Frank and I do not celebrate Valentine’s Day. In the past, even as recently as two years
ago, we always made a point to mark the occasion in a particular way. He is (and I will still say is, even though we don’t celebrate
anymore) the king of creative ideas.
One year, he bought me one of those giant cards and wrote me
a poem on cut out hearts that he glued onto the giant card. One year, when I was living in DC, he bought
a pack of kid’s Valentine’s, personalized and numbered them, and sent them to
me in a box, so I had to open them in numerical order to read his message to
me. Another year, when I was really into
that season of The Bachelor, he laid
out rose petals leading into the house and at the end, asked me if I would accept
the rose.
He’s a peach!
Remembering those gifts makes me smile and catch my breath, even years
later.
But now we realize that as a married couple, our
relationship isn’t about marking a day with frivolous gifts just because the
rest of the world does. It’s about knowing
we have something special every day, and making time to recognize that
spontaneously or on any date of our choosing.

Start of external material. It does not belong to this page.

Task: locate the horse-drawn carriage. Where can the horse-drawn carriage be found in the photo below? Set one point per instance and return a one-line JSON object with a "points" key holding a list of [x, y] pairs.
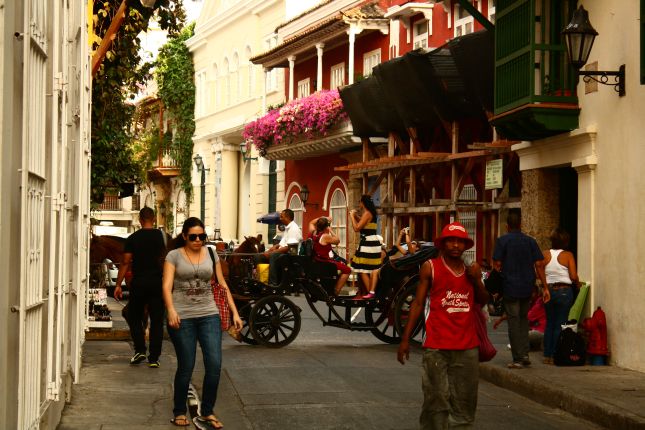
{"points": [[272, 319]]}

We could be better at that.
I could be better at
that.
The thing about my memories of Frank’s gifts is that I never
asked him to do any of that. I was so
wowed because he got creative, and all on his own! I wonder what
are you thinking, people who place insane pressure on your significant
others to celebrate Valentine’s Day? Don’t you think that you’d rather have
a significant other who wanted to show you what you mean to him/her all the
time? Rather than be bullied into it by
your incessant hint-dropping? Or your
neurotic need to tell everyone about what your person did for you on Valentine’s
Day?
I’m not just saying this because everyone else says it, I’m
saying it because it’s true: Valentine’s Day is a commercial holiday. It used to mean something, eons ago. It used to mark something having to do with
history. I don’t even feel like Googling
it to find out the real reason for the holiday; it’s pointless now. Because that real reason is now hopelessly
lost in Consumerism.
Of course, there are couples who use the date as a special
occasion. No one drops hints, no one
throws a fit to get their way.
Personally, I am always more impressed by the couples who have sweet
stories to tell all the time. That shows
dedication. If Walgreens tells me to buy
candy and that’s the only time I wake up enough to think of Frank, then I’m
missing my life as it flashes by, unmarked and unsweetened.

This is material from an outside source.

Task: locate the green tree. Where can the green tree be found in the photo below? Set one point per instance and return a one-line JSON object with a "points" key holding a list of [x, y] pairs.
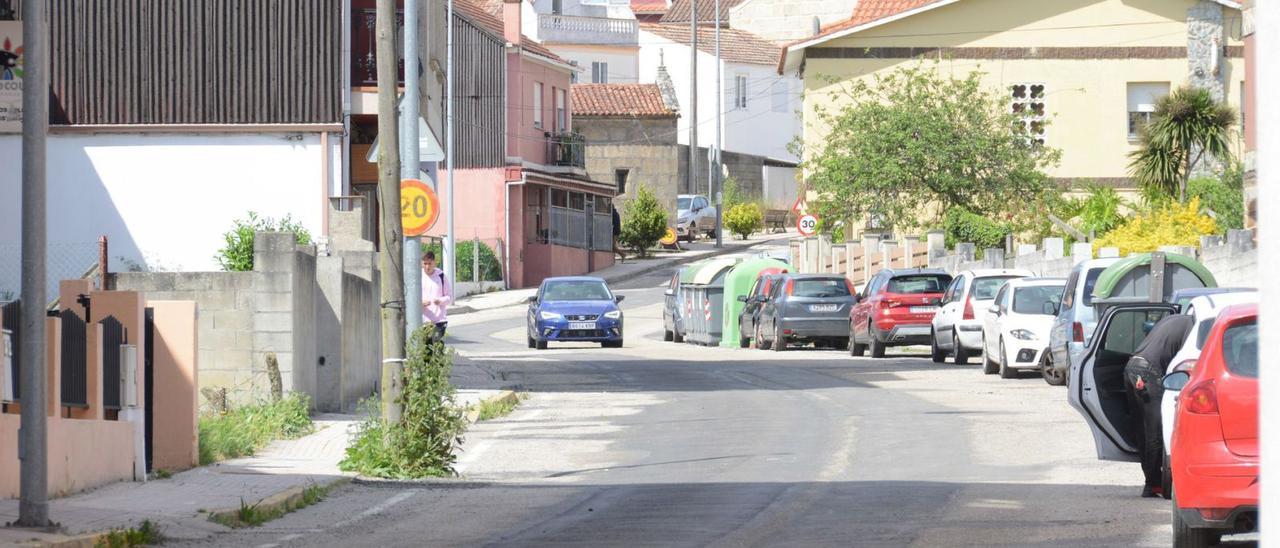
{"points": [[1187, 126], [238, 254], [644, 222], [910, 145]]}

I’m lucky because I know that Frank would do those
Valentine’s Day things for me any day.
He used to make the effort to mark Valentine’s Day, but nothing would
stop him now if he felt like sending me a sweet note on a random
Wednesday. He is known to make a
shopping trip and come home with pretty flowers, just to show me he was
thinking of me.
I’m going to celebrate Valentine’s Day this year by digging
out my memories box to look back on those past gifts. Memories are a gift too, you know? And not just newly created, prompted,
scripted or otherwise expected memories.